Class AvroInputFormat<E>

    • Constructor Detail

      • AvroInputFormat

        public AvroInputFormat​(Path filePath,
                               Class<E> type)
    • Method Detail

      • setReuseAvroValue

        public void setReuseAvroValue​(boolean reuseAvroValue)
        Sets the flag whether to reuse the Avro value instance for all records. By default, the input format reuses the Avro value.
        Parameters:
        reuseAvroValue - True, if the input format should reuse the Avro value instance, false otherwise.
      • setUnsplittable

        public void setUnsplittable​(boolean unsplittable)
        If set, the InputFormat will only read entire files.
      • open

        public void open​(FileInputSplit split)
                  throws IOException
        Description copied from class: FileInputFormat
        Opens an input stream to the file defined in the input format. The stream is positioned at the beginning of the given split.

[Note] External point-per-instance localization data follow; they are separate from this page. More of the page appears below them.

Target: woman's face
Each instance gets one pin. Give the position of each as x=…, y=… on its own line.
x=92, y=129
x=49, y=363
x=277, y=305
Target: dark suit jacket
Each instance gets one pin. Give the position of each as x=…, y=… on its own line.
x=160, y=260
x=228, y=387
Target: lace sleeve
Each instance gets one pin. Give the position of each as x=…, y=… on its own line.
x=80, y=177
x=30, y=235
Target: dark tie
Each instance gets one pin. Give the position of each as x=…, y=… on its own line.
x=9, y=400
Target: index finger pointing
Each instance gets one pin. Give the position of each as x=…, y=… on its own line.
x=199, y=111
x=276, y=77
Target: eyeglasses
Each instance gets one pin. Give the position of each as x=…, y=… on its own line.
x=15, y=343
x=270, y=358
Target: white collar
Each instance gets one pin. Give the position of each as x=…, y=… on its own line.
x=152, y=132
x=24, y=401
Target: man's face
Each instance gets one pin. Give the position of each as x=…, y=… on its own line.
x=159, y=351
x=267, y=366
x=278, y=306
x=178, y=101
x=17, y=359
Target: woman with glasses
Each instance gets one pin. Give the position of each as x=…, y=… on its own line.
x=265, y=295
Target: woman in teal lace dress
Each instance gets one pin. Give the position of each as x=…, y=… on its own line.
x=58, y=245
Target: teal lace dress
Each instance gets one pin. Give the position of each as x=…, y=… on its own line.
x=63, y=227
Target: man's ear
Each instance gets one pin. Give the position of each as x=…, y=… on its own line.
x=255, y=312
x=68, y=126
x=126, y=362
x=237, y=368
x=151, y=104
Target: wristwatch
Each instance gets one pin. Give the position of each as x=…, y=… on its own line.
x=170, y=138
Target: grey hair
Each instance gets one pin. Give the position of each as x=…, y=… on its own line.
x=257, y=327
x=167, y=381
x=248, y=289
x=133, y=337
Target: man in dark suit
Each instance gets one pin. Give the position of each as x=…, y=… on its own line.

        The stream is actually opened in an asynchronous thread to make sure any interruptions to the thread working on the input format do not reach the file system.

        Specified by:
        open in interface InputFormat<E,​FileInputSplit>
        Overrides:
        open in class FileInputFormat<E>
        Parameters:
        split - The split to be opened.
        Throws:
        IOException - Thrown, if the spit could not be opened due to an I/O problem.
      • reachedEnd

        public boolean reachedEnd()
                           throws IOException
        Description copied from interface: InputFormat
        Method used to check if the end of the input is reached.

        When this method is called, the input format it guaranteed to be opened.

        Specified by:
        reachedEnd in interface InputFormat<E,​FileInputSplit>
        Returns:
        True if the end is reached, otherwise false.
        Throws:
        IOException - Thrown, if an I/O error occurred.
      • getRecordsReadFromBlock

        public long getRecordsReadFromBlock()
      • nextRecord

        public E nextRecord​(E reuseValue)
                     throws IOException
        Description copied from interface: InputFormat
        Reads the next record from the input.

        When this method is called, the input format it guaranteed to be opened.

        Specified by:
        nextRecord in interface InputFormat<E,​FileInputSplit>
        Parameters:
        reuseValue - Object that may be reused.
        Returns:
        Read record.
        Throws:
        IOException - Thrown, if an I/O error occurred.
      • reopen

        public void reopen​(FileInputSplit split,
                           Tuple2<Long,​Long> state)
                    throws IOException
        Description copied from interface: CheckpointableInputFormat
        Restores the state of a parallel instance reading from an InputFormat. This is necessary when recovering from a task failure. When this method is called, the input format it guaranteed to be configured.

        NOTE: The caller has to make sure that the provided split is the one to whom the state belongs.

        Specified by:
        reopen in interface CheckpointableInputFormat<FileInputSplit,​Tuple2<Long,​Long>>
        Parameters:
        split - The split to be opened.
        state - The state from which to start from. This can contain the offset, but also other data, depending on the input format.
        Throws:
        IOException